By implementing Blat a faster alignment method as opposed to Blastx (though both options are available), the analysis time is reduced by 50-1000 times, which is comparable or faster than the time taken for analysis by usually faster composition-based methods. This feature makes it practical to use a more accurate and sensitive homology-based approach for high-throughput analysis of large datasets by removing the bottleneck of time required to generate alignments using Blastx. The MetaBin web server allows users to upload their own data, as sequence reads or Blastx output, to carry out taxonomic analysis. It provides several visualization options for constructing a taxonomic tree of the results, and for performing comparative analysis of the taxonomic profiles for multiple metagenomic datasets.

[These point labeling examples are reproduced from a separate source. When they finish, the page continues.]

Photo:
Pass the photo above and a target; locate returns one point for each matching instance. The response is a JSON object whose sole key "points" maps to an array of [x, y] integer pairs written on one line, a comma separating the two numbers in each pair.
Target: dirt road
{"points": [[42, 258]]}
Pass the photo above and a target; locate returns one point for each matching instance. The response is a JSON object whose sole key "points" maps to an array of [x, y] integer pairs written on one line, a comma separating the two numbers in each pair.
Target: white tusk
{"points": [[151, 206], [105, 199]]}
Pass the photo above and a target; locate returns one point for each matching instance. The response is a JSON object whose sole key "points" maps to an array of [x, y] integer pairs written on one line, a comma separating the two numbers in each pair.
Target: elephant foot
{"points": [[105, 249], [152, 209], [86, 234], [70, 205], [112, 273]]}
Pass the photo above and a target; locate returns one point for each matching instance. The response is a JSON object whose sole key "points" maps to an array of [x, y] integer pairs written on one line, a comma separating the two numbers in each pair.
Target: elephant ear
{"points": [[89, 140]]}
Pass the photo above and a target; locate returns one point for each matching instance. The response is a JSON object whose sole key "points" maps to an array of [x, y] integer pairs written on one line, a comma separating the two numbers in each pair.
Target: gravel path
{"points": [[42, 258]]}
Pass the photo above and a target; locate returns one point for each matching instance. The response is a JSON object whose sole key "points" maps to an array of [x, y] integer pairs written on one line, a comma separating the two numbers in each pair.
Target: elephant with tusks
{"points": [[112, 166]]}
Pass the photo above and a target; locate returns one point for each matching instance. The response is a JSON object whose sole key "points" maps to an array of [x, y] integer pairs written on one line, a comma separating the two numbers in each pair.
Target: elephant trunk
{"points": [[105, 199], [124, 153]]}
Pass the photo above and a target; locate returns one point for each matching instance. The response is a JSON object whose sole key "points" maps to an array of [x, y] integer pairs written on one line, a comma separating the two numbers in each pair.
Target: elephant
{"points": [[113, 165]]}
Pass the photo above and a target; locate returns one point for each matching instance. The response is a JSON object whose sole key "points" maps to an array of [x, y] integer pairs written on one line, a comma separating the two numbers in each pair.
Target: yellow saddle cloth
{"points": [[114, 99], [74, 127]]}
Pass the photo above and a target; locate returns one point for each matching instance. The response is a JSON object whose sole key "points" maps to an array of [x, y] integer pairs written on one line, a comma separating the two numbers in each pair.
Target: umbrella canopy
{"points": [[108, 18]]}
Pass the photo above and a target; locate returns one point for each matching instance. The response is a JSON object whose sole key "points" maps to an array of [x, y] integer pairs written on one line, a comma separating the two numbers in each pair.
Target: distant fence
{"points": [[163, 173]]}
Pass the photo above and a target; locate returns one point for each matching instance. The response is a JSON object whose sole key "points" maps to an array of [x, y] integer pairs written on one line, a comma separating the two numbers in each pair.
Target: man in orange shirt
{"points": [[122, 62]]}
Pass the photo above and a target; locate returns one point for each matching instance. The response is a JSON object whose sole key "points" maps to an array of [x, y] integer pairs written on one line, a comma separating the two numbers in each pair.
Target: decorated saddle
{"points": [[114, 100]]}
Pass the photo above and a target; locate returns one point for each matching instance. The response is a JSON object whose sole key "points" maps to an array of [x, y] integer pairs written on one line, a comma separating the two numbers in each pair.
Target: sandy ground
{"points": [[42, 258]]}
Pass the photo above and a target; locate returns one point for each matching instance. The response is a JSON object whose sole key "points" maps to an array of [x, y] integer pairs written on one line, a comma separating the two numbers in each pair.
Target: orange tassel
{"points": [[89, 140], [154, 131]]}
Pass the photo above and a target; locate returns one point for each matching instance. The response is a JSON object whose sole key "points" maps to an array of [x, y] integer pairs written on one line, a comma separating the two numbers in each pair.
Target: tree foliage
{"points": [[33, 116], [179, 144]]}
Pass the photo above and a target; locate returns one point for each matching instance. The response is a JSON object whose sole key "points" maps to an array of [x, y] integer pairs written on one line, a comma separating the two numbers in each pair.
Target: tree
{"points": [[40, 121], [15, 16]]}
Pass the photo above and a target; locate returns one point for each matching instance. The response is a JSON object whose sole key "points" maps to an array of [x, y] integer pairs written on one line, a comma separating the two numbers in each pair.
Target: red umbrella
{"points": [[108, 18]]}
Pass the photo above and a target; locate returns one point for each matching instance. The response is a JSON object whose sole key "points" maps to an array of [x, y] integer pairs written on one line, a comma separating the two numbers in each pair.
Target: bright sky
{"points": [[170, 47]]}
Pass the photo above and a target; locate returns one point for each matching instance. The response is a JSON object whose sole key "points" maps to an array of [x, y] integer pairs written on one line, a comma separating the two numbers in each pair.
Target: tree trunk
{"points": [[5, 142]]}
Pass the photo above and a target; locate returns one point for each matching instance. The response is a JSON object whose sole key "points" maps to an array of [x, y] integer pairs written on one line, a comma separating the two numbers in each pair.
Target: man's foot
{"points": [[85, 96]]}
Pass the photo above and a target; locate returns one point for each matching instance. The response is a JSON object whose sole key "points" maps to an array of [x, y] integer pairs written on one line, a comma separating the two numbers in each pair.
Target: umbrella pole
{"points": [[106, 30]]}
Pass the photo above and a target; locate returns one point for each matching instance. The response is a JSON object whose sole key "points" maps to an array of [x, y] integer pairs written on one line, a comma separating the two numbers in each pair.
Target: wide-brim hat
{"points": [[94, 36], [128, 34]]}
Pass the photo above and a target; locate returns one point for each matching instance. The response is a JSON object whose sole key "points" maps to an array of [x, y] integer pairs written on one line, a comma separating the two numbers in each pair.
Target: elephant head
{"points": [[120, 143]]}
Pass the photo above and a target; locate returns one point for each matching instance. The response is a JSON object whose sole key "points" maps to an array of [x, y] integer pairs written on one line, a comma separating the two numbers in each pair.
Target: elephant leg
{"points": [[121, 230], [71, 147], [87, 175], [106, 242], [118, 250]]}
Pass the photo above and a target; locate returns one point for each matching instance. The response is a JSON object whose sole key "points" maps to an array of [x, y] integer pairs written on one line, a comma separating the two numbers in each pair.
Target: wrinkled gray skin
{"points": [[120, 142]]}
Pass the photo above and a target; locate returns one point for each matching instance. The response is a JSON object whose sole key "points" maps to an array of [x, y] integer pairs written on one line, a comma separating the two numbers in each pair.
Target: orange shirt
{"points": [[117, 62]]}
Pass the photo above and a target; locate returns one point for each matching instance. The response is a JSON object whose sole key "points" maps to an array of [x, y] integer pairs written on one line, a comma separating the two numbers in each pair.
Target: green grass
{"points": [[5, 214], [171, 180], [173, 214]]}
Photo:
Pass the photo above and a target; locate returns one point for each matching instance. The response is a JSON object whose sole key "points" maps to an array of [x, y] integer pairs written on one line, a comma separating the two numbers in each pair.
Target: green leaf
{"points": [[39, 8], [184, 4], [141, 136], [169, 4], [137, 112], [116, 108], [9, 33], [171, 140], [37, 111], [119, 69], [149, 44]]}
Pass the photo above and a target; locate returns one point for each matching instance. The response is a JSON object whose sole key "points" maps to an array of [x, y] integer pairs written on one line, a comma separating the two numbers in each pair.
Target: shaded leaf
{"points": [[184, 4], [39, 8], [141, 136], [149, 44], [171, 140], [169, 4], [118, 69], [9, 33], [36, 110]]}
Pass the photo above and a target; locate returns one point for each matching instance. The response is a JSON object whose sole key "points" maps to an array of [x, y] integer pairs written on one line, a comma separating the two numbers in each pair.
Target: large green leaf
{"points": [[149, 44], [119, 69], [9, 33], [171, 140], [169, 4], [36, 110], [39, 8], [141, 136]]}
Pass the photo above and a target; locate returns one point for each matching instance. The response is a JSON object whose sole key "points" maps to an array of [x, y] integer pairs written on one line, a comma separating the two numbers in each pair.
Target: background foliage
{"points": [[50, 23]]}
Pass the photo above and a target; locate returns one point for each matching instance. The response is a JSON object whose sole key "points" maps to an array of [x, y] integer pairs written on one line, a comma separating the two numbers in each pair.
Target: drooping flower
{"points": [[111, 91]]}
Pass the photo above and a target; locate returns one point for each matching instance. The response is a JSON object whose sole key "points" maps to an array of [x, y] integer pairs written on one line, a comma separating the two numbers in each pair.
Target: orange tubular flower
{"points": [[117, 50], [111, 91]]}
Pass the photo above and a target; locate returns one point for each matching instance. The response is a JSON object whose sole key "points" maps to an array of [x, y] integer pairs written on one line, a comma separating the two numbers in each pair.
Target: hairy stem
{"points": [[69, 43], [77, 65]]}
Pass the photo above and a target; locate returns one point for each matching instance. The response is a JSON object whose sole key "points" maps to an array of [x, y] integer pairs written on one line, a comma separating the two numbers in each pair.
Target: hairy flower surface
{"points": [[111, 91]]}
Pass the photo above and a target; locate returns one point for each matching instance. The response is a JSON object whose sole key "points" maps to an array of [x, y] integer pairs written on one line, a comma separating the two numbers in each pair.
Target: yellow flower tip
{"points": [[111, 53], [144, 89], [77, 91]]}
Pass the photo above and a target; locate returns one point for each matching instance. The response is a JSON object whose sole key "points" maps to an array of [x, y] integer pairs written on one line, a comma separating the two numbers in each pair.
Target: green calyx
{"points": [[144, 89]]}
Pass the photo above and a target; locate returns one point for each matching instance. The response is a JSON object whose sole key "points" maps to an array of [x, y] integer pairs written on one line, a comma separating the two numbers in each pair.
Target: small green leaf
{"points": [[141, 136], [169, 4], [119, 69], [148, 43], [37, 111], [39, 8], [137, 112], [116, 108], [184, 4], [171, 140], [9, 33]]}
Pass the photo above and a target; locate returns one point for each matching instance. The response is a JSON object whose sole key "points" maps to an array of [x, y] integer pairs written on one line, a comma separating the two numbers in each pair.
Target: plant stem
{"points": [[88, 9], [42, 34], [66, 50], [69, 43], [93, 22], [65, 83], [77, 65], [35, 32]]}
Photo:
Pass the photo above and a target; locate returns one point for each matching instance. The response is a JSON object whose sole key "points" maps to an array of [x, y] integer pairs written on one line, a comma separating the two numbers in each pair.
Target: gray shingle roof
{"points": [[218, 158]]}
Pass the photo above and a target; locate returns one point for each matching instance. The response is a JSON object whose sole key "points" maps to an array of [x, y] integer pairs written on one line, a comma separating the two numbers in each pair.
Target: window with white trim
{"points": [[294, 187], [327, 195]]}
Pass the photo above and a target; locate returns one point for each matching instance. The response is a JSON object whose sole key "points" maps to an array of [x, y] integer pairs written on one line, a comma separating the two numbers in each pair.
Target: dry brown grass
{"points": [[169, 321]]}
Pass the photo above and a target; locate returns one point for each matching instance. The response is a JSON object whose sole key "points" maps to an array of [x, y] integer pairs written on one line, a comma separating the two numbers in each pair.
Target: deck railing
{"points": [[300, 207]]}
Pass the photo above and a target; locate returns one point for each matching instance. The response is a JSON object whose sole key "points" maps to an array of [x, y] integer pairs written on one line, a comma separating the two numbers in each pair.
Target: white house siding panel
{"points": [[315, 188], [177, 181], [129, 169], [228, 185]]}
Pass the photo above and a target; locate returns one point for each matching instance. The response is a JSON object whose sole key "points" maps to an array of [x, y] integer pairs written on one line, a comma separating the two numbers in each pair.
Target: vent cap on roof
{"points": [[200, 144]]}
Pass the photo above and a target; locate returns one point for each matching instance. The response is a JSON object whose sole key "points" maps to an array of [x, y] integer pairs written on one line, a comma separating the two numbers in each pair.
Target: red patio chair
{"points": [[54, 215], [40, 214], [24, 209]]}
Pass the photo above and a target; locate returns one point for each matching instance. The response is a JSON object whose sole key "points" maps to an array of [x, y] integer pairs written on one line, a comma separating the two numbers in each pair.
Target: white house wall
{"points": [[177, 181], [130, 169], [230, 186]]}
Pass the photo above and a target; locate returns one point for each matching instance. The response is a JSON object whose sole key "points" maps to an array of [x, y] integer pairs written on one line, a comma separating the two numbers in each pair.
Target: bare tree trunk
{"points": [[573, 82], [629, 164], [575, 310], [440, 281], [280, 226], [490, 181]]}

The standalone command line version is installed.
Metabin uses Jim Kent's Blat application as an alignment method that is much faster than Blastx. Unfortunately, Blat has a bug which causes it to crash with large reference databases, like nr (see the Blat wiki page). As a workaround, we suggest dividing large reference databases into multiple files. To implement this, it is necessary to run the prepareinput step of Metabin with the "-b n" option, and run the Blat analyses separately. An example PBS script is provided to demonstrate how to do this.
If you publish research that uses metabin you have to cite it as follows: Sharma, V.K., Kumar, N., Prakash, T., Taylor, T.D., 2012. Fast and Accurate Taxonomic Assignments of Metagenomic Sequences Using MetaBin. PLoS One 7.